Science & Data
Graphing
draw(...) (alias plot(...)) turns an expression or value into a graph. Each
draw renders a chart below the editor it was typed in, and the chart
updates as you edit. The result line itself shows a short 📈 label — the picture
is drawn underneath.
draw(x^2)
draw(x^2 - 4)
plot(2x + 1)
Curves
A single-variable expression in x (or y, z) is sampled and plotted as
y = f(x). Pass several expressions to overlay them on one chart.
draw(sin(x), cos(x))
draw(x^3 - x)
draw(x^2, 2x + 1)
Complex numbers and points
A complex number is drawn as a vector on the Argand plane (real axis × imaginary axis). Coordinate points and vectors are plotted in the plane.
draw(3 + 4i)
draw((1 + i)^3)
draw(point(1, 2), point(3, 4))
draw(polar(5, 45))
Plot a result without draw
Lines whose result is naturally graphable — a single-variable expression, a
complex number, a coordinate point, or a derivative/integral — show an inline
📈 affordance you can expand into a chart without writing draw.
x^2 - 4
3 + 4i
derivative(x^3, x)
point(2, 3)
Add a series with + overlay
Every draw(...) chart has a + overlay control. Open it to type another
curve (e.g. sin(x)) or to pick a graphable line above it — the chosen line
is referenced (l2, l3, …) and spliced into the draw(...) call, so the two
plot together on one chart and stay linked as you edit.
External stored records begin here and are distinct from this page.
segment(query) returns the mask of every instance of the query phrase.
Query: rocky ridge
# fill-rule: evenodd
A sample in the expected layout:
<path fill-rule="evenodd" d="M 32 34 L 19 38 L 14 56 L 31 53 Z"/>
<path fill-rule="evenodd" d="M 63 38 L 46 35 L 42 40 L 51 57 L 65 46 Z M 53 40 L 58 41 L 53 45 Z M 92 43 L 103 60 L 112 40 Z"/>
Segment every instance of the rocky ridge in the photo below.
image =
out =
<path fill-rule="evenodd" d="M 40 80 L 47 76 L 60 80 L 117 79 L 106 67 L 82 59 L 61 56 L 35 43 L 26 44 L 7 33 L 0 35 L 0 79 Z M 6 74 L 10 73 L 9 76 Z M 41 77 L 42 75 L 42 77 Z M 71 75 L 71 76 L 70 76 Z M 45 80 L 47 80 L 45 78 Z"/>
Because it only edits
the draw line, the combination is just text and persists with the notebook.
Common mistakes
draw(...)produces a plot, not a number — you can't feed it into further arithmetic or convert it withto <unit>.- Each curve is a function of a single variable. Mixing symbolic curves and
numeric points in one
drawis not supported. - Angles in
polar(...)default to degrees; writepolar(5, 45 degree)(not45 deg) to be explicit.